Pero, sobre todo, es una institución que desde su fundación tiene encomendadas la formulación del estándar lingüístico de la lengua vasca y la promoción social de su uso. Lo ha hecho durante estos cien años; lo hace hoy en día y lo continuará haciendo con un espíritu y una realidad de servicio al euskera y a la cultura vasca que casan con la excelencia y la oportunidad de sus realizaciones.

Como toda obra humana, la tarea de la Academia también tiene sus claroscuros, pero es fundamental su papel como foro, como parlamento del euskara en donde se reúnen diferentes sensibilidades que aportan con su trabajo colectivo el aliciente de su enriquecimiento intrínseco.

Es una institución comprometida con el futuro, que se esfuerza en adaptar su labor no solo a las exigencias de la actuación normativa de una academia, sino a las de la socialización y de la transferencia de conocimiento, que hoy se realiza en gran medida por Euskaltzaindia a través del entorno digital, en un proceso que se acrecentará en los próximos años.

Ese es el leitmotiv del centenario de Euskaltzaindia. No lo es el centrarse en una mirada retrospectiva, sino el establecer las bases de la actuación de la Academia en los años venideros. Esas bases, esos ejes de futuro pasan por la digitalización, la internacionalización, la profesionalización y la socialización, unidas todas ellas por la vocación de servicio. Así lo hemos hecho estos últimos años y lo hemos intensificado en este centenario, a través de iniciativas académicas, institucionales, artísticas y culturales. Hemos completado un centenario de futuro.

Euskaltzaindia comenzó su andadura con dos secciones, la de Investigación (Iker) y la Tutelar (Jagon). Una y otra han prestado y prestan servicios importantes a la sociedad. Hoy es importante recordar la larga lista de nombres que en ambas secciones, encabezados por Resurrección María de Azkue, nuestro primer Presidente, han contribuido a hacer Euskaltzaindia estos últimos cien años. A todos ellos y todas ellas el reconocimiento y la gratitud como institución. Y también una gratitud especial a quienes, desde la sociedad civil, las instituciones públicas y el mundo del euskera, han estado al lado de Euskaltzaindia en todo momento, por encima de coyunturas pasajeras, más o menos favorables para su labor. Hemos sentido su impulso y su aliento durante la celebración del centenario, y lo agradecemos sinceramente.

Ekin eta jarrai (hacer y continuar) es la divisa de nuestros fundadores.
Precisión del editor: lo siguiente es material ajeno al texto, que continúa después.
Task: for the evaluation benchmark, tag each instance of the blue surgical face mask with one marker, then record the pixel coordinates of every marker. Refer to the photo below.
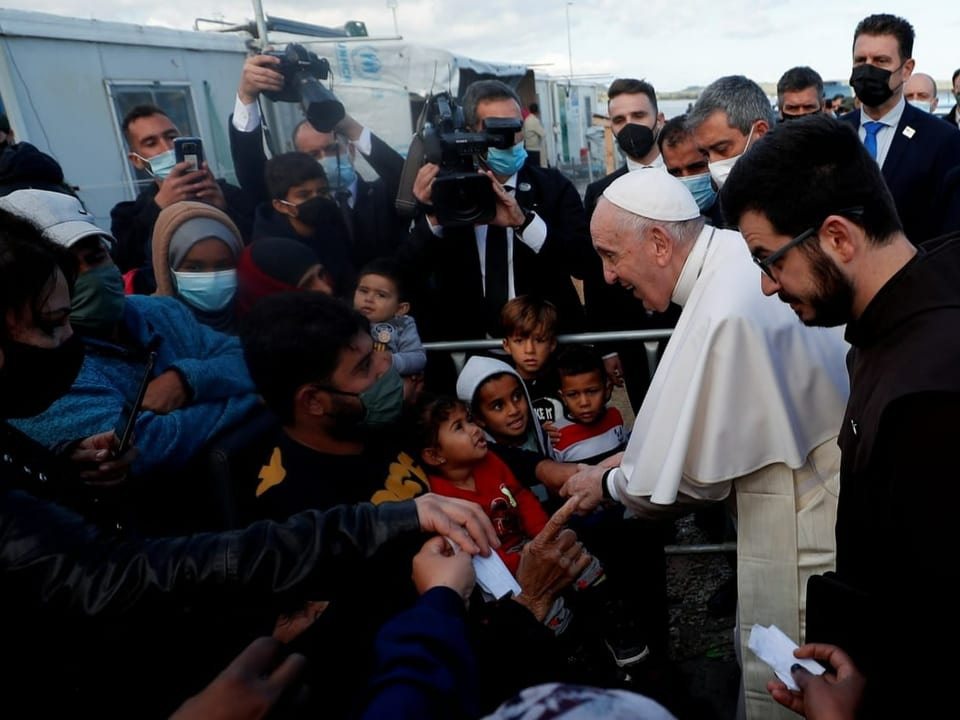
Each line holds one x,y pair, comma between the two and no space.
210,291
507,162
701,187
339,171
159,166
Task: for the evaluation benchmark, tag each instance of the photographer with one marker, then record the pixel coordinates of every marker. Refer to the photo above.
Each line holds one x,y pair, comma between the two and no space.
367,206
536,241
150,135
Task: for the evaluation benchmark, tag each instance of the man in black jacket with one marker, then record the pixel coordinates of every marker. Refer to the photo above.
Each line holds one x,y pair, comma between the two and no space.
89,614
150,135
637,123
822,226
367,206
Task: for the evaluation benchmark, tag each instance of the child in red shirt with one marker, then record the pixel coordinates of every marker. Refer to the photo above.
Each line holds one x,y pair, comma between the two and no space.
460,465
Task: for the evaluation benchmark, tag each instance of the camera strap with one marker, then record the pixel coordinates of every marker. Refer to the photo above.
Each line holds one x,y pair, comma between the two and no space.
406,202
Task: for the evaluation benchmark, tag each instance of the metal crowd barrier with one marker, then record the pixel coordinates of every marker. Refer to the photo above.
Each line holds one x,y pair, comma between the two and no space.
457,348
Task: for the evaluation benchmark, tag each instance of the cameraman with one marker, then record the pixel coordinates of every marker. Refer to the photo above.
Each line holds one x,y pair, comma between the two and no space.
538,239
367,206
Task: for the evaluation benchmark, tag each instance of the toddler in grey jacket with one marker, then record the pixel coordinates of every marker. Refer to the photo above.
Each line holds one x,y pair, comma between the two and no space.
380,297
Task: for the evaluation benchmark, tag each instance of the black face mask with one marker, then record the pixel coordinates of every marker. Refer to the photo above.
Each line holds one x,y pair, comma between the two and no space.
318,212
635,140
32,378
871,84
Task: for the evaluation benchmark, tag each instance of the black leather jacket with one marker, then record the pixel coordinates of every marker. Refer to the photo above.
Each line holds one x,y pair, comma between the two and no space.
80,608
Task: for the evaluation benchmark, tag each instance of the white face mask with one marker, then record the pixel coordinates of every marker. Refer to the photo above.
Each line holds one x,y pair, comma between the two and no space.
210,291
720,169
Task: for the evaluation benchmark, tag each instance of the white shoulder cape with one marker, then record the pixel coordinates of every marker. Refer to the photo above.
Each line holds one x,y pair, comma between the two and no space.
742,383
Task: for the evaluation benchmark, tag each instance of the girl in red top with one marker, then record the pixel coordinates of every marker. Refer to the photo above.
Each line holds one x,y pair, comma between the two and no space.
461,466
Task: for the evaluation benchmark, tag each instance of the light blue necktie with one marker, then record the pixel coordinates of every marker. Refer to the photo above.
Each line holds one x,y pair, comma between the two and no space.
870,139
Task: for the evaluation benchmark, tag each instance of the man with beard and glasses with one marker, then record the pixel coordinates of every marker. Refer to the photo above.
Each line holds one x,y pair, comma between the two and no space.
636,122
917,153
816,214
744,407
102,612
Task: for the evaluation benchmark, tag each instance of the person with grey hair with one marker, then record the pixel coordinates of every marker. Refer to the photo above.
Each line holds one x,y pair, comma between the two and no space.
920,90
744,408
537,240
731,113
799,93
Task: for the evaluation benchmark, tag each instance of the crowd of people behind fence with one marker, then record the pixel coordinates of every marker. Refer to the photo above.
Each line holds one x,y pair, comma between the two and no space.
313,515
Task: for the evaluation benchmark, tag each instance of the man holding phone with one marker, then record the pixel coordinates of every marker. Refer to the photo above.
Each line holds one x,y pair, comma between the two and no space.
151,137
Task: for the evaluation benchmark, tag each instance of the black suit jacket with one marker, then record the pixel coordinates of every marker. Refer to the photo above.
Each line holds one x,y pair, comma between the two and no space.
595,189
918,170
951,117
446,270
377,228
Hagamos y continuemos haciendo, ese es el mensaje que hoy tienen que renovar las nuevas generaciones que se van acercando a la Academia, como quedó patente en el Congreso de Arantzazu del año pasado, conmemorativo del medio siglo del euskera estándar, congreso en el que Euskaltzaindia formuló su declaración sobre el euskera batua, firmada por los representantes de las principales instituciones públicas y privadas de esta sociedad, y en las que se incluían estas palabras:

«Debemos dejar ese legado en manos de las generaciones futuras: facilitaremos los medios para que los euskaldunes que lo son, porque lo han aprendido en casa o con sus amigos, completen y enriquezcan su competencia lingüística y, a los que lo han aprendido fuera de ese ámbito, ofrecerles la posibilidad de atraerlos al mundo del euskera. Corresponde a dichas nuevas generaciones completar y mejorar lo que les hemos dado y transmitirlo a las generaciones futuras. Ese es el camino que deseamos para el euskera con el objetivo de garantizar su futuro. Sin lugar a dudas, todos y todas y, en primer lugar, Euskaltzaindia, debemos de ser partícipes en dicho cometido».